Four other analysts proffered testimony about current market conditions.

U.S. health care spending in 2021 reached $4.3 trillion – larger than the gross domestic product of Germany, the fourth largest economy in the world, said Zack Cooper, PhD, an associate professor of public health and economics at Yale University.

As providers become increasingly concentrate, prices go up, but access goes down as consumers face larger insurance premiums and out-of-pocket costs, Cooper said. It is a burden on families and on the federal government, Cooper said. From 2000 to now, there have been more than 1,000 mergers among about 5,000 hospitals around the country and, while not inherently bad, evidence shows that is pushing up prices, he said.

Private equity

There is no “going back” to remove private equity (PE) investments in health care, said Karen E. Joynt Maddox, MD, MPH, an associate professor of medicine at Washington University in St. Louis School of Medicine.

But health care needs a modernized data system to measure ownership, costs, quality, and access. Measuring methods should not rely on claims or electronic health records, but should be streamlined and proactive, to stop insurance companies and hospital systems from outpacing the U.S. Centers for Medicare & Medicaid Services in data and strategy, Maddox said.

Value-based payments for population health also would help.

“The increasing corporatization of health care drives an even more urgent need to continue to shift payment towards population health,” Maddox said. “Rather than having the young, brilliant minds of the private equity firms around the country focus on ways to win at fee-for-service, they should be at work finding ways to win at population health management.”

Keep it local

Independent, community-owned hospitals can focus on the well-being of patients while lowering costs and improving access and care, said Chris Thomas, FACHE, president and CEO of Community Hospital of Grand Junction, Colorado.
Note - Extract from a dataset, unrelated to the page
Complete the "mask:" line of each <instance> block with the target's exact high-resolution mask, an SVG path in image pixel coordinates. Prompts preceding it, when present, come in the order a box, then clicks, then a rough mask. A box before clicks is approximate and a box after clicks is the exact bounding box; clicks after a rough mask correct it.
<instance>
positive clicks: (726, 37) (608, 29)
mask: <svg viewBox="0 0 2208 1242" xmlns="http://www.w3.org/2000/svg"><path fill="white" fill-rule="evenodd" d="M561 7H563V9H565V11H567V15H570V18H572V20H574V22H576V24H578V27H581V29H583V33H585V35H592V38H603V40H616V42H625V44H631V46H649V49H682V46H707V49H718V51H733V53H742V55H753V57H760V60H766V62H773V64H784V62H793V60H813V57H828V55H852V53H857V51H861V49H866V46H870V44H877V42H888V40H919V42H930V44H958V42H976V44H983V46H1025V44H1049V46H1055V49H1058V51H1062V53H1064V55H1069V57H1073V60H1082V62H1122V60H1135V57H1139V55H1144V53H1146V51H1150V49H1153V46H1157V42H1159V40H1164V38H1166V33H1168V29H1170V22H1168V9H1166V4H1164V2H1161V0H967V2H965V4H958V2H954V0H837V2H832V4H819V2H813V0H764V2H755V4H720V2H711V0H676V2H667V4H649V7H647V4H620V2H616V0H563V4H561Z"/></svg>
The hospital’s directors live in the community, the hospital partners with the local school district and university, and more than 90% of its construction investments stay within the county, Thomas said.
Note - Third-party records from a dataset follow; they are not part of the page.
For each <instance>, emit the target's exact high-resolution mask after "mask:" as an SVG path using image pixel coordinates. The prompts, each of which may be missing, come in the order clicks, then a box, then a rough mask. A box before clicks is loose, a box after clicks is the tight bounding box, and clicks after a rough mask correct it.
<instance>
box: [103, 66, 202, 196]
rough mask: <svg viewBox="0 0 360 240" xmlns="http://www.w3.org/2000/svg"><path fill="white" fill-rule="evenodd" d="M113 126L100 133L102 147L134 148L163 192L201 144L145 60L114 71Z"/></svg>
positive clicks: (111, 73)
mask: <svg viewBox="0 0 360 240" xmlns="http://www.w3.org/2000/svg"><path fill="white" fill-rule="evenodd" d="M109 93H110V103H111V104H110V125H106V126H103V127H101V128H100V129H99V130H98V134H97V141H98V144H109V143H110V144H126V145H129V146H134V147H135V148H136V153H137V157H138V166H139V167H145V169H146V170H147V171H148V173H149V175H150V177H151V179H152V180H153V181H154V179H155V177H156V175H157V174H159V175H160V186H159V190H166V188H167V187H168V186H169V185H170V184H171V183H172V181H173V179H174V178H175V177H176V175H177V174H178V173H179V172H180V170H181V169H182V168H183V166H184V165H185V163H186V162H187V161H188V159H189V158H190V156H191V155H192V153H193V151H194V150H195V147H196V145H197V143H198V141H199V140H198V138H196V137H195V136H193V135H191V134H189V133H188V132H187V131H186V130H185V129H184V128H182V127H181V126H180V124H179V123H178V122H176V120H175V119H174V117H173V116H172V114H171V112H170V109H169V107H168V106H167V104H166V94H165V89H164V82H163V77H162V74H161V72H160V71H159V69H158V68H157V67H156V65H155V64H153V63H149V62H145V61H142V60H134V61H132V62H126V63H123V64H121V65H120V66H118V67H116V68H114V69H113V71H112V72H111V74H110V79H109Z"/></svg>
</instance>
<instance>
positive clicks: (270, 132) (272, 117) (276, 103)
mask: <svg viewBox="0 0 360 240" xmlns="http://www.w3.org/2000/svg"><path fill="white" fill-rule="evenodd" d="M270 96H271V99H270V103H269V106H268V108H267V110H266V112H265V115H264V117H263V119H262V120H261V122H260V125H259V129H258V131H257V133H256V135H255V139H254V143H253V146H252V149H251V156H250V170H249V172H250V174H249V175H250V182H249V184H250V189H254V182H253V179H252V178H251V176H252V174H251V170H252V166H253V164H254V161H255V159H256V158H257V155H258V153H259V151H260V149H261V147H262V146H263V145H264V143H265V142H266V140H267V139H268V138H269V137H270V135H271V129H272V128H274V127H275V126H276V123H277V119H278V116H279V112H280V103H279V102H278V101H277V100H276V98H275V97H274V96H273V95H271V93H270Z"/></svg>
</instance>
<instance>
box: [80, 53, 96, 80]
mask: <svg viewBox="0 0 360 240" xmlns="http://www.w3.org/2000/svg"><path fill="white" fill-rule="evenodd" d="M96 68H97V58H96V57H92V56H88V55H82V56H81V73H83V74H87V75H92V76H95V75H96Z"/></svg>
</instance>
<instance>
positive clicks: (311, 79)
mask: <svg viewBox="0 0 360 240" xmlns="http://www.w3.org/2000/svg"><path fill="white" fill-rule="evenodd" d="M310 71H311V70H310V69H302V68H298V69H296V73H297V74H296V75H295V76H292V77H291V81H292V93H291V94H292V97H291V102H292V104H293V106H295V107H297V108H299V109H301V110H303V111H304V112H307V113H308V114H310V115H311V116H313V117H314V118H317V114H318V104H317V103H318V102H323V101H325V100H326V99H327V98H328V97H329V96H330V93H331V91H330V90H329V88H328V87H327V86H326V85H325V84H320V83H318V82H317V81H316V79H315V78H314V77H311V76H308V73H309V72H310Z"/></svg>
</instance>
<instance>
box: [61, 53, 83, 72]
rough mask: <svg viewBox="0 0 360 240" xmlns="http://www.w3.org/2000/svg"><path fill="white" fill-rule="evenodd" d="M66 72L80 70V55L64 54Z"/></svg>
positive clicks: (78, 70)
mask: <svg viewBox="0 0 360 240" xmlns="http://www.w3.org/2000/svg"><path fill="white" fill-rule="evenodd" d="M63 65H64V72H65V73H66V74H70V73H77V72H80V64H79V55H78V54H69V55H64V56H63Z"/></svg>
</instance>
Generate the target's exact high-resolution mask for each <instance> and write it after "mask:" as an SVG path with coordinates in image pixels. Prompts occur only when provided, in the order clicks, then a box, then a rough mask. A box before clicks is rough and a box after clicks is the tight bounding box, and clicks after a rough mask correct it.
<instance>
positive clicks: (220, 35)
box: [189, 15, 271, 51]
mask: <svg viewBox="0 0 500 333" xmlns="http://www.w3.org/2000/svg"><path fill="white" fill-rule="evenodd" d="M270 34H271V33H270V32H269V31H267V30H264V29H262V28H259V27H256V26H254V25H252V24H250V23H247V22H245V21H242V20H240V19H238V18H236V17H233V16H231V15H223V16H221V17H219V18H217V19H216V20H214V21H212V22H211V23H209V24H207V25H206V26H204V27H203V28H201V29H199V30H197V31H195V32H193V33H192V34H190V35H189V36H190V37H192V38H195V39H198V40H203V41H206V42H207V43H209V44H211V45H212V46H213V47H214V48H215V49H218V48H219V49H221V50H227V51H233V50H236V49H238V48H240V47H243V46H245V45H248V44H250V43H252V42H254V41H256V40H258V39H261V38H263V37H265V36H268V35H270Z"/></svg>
There is a need for more providers in primary care, Thomas said, noting a trend now is that physicians want to be employees of the hospital.

“The model of providers owning their own practices and doing the work to contract with each insurance company, to hire and maintain their own employees, and to maintain buildings, is no longer appealing to most physicians,” Thomas said.

Price up front

More usable data, including price transparency data, is vital for better, lower cost, and more accessible health care across the nation, said Caroline Pearson, executive director of the nonprofit Peterson Center on Healthcare.

Consumers, payers, providers, legislators, and regulators all would benefit, she said. Since 2021, hospitals have lagged complying with new federal rules to disclose prices of at least 300 “shoppable services,” consumers have little or no awareness of the requirements, and the data is incomplete, Pearson said.

But that data, “even in its imperfect form, is helping to improve the conditions for change,” Pearson said.

“Health care pricing data helps to identify poorly functioning markets, highlight areas where consolidation and other factors are increasing prices and, over time, can help invigorate and rebalance payer-provider negotiations to ultimately reduce costs for consumers,” Pearson said.